Хотя воды и не жалели, но всюду на полу виднелись большие красноватые разводы; одно кресло изуродовано; в занавесках полога — дырки от ударов шпаг; венецианское зеркало пробито пулей; окровавленная рука оставила на стене страшный отпечаток, говоривший о том, что эта безмолвная комната еще совсем недавно была свидетельницей борьбы не на жизнь, а на смерть.
Генрих Наваррский еще раз обвел взглядом следы борьбы, отер рукою выступивший на лбу пот и прошептал:
— Да-а! Теперь я понимаю, что за услугу мне оказал король; какие-то люди приходили сюда меня убить… А де Муи? Что сделали с де Муи? Мерзавцы! Они его убили!

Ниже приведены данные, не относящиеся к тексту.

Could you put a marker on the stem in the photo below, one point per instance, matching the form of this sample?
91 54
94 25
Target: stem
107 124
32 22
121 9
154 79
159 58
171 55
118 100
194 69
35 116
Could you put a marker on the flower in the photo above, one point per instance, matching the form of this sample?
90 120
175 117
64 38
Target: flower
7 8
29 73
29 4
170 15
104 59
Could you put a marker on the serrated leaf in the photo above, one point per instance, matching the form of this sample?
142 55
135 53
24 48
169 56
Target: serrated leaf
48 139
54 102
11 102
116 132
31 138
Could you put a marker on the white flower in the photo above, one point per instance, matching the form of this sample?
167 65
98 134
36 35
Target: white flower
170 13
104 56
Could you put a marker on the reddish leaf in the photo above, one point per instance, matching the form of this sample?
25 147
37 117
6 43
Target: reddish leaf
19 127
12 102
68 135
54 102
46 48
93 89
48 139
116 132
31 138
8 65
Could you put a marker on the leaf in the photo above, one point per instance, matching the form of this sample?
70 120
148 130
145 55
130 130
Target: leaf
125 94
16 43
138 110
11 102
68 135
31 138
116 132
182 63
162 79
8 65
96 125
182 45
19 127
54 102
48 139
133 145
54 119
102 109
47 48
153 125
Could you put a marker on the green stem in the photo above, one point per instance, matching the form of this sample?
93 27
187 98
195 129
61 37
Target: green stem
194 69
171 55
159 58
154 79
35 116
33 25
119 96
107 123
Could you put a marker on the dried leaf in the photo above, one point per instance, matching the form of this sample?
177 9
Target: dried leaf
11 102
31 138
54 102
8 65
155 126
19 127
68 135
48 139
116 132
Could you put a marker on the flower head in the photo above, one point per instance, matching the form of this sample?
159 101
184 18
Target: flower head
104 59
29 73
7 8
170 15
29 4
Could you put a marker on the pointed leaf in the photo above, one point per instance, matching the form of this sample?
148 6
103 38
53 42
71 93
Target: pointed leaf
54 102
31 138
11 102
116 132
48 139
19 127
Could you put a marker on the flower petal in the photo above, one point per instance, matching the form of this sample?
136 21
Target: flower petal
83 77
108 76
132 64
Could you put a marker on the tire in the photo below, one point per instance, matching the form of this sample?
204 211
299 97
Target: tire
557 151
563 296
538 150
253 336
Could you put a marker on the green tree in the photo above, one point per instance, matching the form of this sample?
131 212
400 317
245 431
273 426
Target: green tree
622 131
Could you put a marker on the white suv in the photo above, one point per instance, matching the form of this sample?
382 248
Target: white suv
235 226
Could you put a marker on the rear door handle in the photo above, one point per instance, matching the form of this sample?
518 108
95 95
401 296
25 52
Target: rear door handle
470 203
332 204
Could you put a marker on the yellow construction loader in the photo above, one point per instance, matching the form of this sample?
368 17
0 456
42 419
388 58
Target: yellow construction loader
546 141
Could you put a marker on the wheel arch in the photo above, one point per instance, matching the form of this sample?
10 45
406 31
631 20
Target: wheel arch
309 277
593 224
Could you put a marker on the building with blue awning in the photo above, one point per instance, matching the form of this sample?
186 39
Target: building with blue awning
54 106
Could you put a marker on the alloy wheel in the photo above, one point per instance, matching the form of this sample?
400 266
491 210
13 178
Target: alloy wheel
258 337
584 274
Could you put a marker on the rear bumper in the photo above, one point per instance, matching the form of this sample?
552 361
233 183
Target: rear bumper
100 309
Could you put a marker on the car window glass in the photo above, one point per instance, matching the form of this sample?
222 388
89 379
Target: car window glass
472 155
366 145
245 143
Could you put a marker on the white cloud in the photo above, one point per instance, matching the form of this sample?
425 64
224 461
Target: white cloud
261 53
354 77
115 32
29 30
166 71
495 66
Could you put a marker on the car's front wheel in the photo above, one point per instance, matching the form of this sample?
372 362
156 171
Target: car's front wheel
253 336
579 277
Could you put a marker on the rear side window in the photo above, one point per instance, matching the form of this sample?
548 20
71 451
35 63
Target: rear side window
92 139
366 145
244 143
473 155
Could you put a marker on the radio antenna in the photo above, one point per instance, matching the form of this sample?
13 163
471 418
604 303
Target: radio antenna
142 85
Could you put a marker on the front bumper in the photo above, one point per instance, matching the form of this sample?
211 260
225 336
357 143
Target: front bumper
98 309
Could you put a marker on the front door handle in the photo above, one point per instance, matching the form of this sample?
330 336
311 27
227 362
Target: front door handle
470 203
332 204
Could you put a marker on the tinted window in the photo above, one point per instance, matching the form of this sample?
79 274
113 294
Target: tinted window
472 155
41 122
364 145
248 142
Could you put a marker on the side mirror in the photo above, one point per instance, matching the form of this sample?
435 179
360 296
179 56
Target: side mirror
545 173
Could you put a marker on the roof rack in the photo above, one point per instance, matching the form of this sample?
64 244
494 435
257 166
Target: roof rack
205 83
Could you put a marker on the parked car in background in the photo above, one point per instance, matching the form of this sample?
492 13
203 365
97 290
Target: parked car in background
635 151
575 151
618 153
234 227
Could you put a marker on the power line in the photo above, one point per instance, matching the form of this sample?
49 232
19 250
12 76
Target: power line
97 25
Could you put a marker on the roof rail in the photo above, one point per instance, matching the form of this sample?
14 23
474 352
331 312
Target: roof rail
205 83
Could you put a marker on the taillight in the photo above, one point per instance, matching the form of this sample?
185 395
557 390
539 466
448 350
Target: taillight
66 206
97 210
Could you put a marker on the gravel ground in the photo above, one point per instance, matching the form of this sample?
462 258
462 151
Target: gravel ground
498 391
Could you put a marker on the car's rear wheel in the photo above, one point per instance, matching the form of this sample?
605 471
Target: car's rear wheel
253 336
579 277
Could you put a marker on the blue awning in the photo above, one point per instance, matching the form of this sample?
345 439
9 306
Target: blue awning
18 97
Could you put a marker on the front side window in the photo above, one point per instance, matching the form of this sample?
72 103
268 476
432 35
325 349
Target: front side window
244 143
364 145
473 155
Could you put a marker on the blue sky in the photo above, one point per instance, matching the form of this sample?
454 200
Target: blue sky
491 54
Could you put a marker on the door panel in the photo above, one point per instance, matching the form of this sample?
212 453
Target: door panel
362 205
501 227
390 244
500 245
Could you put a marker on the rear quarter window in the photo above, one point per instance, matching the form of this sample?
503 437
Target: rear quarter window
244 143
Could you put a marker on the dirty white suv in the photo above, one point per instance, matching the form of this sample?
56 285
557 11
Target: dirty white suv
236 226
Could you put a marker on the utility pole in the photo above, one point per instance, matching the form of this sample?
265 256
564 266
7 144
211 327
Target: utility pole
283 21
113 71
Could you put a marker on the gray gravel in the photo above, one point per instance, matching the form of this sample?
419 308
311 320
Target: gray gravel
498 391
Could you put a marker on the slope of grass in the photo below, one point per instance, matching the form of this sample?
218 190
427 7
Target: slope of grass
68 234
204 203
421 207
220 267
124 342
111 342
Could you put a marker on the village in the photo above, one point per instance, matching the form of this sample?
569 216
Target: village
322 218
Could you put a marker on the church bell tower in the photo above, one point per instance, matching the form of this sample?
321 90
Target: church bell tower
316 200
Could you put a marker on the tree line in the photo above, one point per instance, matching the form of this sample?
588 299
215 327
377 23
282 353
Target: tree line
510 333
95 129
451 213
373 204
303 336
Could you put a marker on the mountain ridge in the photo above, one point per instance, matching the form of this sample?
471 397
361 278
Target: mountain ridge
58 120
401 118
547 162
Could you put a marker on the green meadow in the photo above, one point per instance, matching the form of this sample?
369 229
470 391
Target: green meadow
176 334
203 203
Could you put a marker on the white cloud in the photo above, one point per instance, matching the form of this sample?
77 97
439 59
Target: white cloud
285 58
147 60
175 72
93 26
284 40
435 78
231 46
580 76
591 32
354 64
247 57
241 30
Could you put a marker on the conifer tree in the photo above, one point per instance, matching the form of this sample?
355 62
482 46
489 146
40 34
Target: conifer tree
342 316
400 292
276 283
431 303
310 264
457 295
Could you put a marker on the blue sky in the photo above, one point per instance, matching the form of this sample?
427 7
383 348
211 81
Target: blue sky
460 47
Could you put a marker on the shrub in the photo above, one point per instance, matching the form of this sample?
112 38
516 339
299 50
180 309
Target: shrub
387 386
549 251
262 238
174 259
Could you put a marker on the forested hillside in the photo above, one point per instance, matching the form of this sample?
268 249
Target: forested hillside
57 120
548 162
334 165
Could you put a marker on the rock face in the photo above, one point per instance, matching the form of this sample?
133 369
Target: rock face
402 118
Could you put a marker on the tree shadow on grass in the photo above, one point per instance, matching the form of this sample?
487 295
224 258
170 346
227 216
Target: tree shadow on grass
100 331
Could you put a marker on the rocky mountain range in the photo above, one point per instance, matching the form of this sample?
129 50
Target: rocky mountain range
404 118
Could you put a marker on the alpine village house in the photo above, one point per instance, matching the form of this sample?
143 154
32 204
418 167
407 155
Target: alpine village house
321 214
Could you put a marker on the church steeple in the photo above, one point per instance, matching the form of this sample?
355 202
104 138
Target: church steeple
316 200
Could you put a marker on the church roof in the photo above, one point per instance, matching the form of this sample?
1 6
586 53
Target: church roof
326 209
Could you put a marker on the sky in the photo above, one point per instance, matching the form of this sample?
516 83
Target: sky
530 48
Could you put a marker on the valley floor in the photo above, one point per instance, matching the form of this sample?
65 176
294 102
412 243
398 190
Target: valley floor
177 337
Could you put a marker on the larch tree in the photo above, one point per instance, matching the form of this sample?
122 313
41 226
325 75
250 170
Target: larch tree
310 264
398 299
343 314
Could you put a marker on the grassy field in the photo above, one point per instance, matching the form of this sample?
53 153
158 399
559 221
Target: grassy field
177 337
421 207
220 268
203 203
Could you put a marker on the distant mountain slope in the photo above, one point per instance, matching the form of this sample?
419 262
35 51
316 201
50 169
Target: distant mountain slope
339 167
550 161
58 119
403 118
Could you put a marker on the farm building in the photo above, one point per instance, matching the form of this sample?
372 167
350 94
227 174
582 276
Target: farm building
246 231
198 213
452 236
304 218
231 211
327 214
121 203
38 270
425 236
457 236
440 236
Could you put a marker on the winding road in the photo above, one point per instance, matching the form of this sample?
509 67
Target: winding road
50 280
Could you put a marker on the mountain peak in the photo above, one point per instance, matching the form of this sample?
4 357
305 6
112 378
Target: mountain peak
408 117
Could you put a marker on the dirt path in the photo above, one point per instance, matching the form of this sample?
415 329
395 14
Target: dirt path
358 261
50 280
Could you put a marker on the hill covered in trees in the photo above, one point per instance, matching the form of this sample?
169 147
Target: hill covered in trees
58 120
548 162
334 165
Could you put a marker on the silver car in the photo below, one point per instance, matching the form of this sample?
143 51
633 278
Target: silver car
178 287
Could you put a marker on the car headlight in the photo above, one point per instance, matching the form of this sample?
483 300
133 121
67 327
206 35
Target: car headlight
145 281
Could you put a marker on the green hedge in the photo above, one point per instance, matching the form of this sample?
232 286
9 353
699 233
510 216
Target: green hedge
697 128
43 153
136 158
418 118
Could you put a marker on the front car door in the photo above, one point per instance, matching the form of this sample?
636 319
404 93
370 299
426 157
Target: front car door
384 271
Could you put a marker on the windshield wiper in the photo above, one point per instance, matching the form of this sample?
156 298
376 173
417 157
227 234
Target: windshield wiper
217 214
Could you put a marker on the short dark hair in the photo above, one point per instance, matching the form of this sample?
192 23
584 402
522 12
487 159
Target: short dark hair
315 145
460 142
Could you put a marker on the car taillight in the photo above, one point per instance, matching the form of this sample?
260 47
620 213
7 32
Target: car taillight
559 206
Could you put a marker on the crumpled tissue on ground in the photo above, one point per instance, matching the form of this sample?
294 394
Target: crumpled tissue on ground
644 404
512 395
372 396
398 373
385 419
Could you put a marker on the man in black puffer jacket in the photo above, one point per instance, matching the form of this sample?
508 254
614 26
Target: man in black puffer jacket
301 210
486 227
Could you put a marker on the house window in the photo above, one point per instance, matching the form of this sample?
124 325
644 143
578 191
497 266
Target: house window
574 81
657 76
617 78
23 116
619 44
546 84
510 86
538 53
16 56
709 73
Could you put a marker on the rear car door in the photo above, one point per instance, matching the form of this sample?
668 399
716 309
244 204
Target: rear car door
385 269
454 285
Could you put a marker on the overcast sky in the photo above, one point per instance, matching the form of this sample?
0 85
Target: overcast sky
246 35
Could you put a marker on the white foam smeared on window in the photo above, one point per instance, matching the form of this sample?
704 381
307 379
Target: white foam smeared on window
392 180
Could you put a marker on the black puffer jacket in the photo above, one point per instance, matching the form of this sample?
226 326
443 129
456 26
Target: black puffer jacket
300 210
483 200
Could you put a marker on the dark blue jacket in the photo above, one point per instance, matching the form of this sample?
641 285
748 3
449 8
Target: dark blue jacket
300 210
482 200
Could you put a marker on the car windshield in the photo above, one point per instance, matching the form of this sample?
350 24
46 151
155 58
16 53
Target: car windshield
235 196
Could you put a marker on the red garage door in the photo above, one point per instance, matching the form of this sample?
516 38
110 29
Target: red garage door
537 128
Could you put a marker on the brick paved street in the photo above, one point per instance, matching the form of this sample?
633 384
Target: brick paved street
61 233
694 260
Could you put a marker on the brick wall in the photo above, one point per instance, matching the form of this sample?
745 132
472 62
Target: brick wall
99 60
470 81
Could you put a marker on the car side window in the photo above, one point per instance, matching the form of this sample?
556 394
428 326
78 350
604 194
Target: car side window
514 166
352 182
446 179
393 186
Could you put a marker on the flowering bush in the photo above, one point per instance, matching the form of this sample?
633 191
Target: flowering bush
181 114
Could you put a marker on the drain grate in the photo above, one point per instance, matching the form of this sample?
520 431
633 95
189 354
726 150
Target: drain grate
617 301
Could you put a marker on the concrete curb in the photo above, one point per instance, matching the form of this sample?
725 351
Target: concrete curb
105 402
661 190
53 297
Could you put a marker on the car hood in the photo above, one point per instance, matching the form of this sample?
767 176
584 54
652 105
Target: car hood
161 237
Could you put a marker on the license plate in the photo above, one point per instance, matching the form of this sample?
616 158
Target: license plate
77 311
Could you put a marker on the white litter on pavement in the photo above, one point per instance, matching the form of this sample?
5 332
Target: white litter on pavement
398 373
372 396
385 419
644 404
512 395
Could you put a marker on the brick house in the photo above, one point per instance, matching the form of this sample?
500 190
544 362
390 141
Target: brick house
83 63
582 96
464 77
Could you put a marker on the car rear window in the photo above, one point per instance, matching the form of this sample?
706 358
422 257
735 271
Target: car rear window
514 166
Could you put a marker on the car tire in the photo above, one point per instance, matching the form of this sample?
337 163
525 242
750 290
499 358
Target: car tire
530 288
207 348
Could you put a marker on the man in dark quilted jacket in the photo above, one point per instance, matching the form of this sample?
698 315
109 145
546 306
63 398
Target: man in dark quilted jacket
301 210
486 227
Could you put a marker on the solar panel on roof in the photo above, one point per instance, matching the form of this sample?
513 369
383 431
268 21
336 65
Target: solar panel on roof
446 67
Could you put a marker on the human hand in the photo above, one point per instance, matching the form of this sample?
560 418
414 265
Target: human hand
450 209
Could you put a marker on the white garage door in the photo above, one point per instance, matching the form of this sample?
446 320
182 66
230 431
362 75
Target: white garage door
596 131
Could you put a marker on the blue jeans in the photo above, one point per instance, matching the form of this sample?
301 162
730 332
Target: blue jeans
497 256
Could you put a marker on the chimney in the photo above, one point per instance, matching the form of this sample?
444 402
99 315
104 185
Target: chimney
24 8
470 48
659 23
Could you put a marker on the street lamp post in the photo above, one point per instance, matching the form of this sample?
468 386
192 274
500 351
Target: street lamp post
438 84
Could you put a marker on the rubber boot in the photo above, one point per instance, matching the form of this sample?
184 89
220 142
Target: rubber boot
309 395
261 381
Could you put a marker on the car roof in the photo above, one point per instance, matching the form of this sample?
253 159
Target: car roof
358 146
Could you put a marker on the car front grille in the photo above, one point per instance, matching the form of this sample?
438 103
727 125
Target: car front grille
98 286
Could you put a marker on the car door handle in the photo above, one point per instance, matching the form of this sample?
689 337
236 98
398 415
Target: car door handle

Как герцогу Алансонскому хотелось поскорее рассказать Генриху о событиях этой ночи, так и самому Генриху не терпелось узнать о том, что произошло. Бросив на окружавшие его предметы последний мрачный взор, он выбежал в коридор, убедился, что никого нет, быстро открыл приотворенную дверь, тщательно запер ее за собой и проскочил к герцогу Алансонскому.
Герцог ждал его в первой комнате, он быстро схватил Генриха за руку и, приложив палец к губам в знак молчания, увлек короля Наваррского в отдельный круглый кабинетик, помещавшийся в башенке и благодаря этому совершенно недоступный для шпионства.